For that reason, students need to be very discerning about their first choice because if they get the required points, that's the course they will be offered.
'If you really want to do a certain course and it requires 400 points, put that first even if you think you'll get 600 points,' he said.
The mistake that many students make is they put higher-points courses at the top of the list, leaving their preferred choice in third, fourth or fifth place.
'If you understand the CAO form, it can work for you but if you don't, it can be a disaster,' said Seamus, who opened his guidance consultancy 15 years ago.
Failing to fill out the form according to real preferences results in three out of 10 first-year college students either dropping out or failing first year.
This is because they end up on a course that doesn't suit them.
Seamus uses the analogy of a parent asking a child to write a Christmas present wish list, to explain the concept.
'You wouldn't guarantee them everything they asked for but you'd encourage them to put the things they wanted the most at the top of the list and to work back from there.'
The CAO form contains a list of preferences for Level 8 (Degree), Level 7 (Ordinary Degree) and Level 6 (Certificate) courses. Some students lose interest as they move further down the tables and either fill in random courses or leave them blank.
But even when setting your sights on a Level 8 course, it is wise to put some thought into suitable Level 7 and Level 6 course alternatives, in case things don't work out according to plan.
After your initial application, there will be opportunities to change your choices as often as you like for free from May 5. The final date for changing your mind is on July 1, after the Leaving Cert results come out.
Seamus encourages parents to talk to their children about preferences. 'In a high percentage of cases, students are allowed to fill in the form on their own and parents don't know what their choices are until it's too late.'.
Also, too many students are overly influenced by what their friends are doing.
'In some cases, they are more interested in where they are going than what they are doing.

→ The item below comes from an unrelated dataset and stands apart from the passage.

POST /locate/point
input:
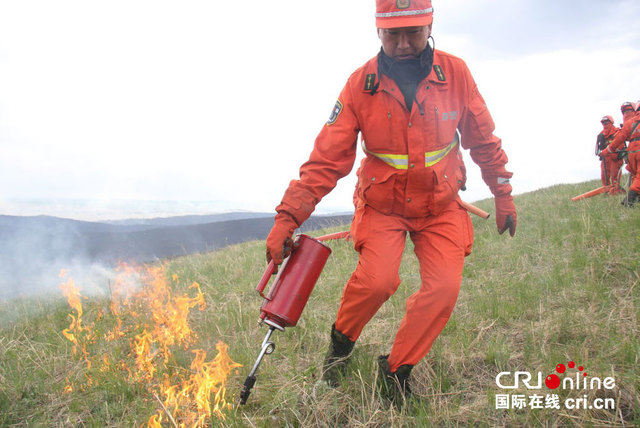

I think that's a recipe for disaster,' said Seamus.
There are options on the CAO list that Seamus regards as 'hobby' courses.
Among them, in his view, are subjects like sports science and equestrian science.
'Someone is interested in sport and they think I'll do Sports Science but there is no job at the end of it unless they become a self-employed coach.'
'Focus on something that's going to give you the means to sustain yourself in the world,' said Seamus.